Corporate Liabilities as Contingent Claims
In 1974, Robert Merton revolutionized credit risk by realizing that Equity and Debt are actually Options on the firm's assets. This is known as the Structural Approach to credit risk.
The Concept
Imagine a company with:
- Assets (V): value of the firm's business.
- Debt (D): face value of zero-coupon bond due at time T.
- Equity (E): residual claim.
At maturity (T):
- If Assets > Debt (V > D): Shareholders pay off the debt (D) and keep the remaining (V - D).
- If Assets < Debt (V < D): Shareholders have "Limited Liability". They walk away. Bondholders seize the Assets (V) and take a loss.
Equity as a Call Option
This payoff structure is exactly the same as a Call Option.
- Underlying: Firm Assets (V).
- Strike Price: Face Value of Debt (D).
- Payoff: Max(V - D, 0).
So, Equity = Call Option on Firm Value.
Debt as a Put Option
Bondholders effectively:
- Own the Risk-Free Assets.
- Sold a Put Option to shareholders. (The shareholders have the "right" to sell the assets to bondholders at price D by defaulting).

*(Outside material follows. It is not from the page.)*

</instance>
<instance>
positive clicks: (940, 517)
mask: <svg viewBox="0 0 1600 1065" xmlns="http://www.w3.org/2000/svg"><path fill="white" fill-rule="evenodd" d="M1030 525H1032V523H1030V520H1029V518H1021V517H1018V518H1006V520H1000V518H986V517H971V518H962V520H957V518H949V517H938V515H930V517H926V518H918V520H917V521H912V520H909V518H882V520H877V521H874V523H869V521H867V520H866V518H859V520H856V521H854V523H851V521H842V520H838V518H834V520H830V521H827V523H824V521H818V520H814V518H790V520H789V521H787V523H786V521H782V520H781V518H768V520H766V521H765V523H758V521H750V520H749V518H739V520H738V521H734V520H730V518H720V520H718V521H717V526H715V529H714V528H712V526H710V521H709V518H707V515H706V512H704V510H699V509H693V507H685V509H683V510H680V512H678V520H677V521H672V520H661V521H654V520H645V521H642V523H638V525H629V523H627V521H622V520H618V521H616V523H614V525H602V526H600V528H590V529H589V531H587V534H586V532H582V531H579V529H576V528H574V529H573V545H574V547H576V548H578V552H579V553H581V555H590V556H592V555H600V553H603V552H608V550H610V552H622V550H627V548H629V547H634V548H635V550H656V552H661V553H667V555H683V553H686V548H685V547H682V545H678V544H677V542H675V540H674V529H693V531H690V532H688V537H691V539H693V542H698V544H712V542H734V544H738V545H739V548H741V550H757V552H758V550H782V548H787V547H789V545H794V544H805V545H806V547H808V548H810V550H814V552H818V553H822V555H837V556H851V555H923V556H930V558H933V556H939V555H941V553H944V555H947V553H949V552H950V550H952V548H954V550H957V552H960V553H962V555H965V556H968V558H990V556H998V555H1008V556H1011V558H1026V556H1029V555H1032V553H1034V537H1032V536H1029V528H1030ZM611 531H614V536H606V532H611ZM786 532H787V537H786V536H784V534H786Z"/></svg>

- Risky Debt = Risk Free Debt - Value of Put Option.
Note
Insight: This means we can use the Black-Scholes Model to value Corporate Debt and calculate the Probability of Default! If Volatility of Assets increases, the value of the Call Option (Equity) increases, but the value of Debt decreases. (High risk hurts bondholders, helps shareholders).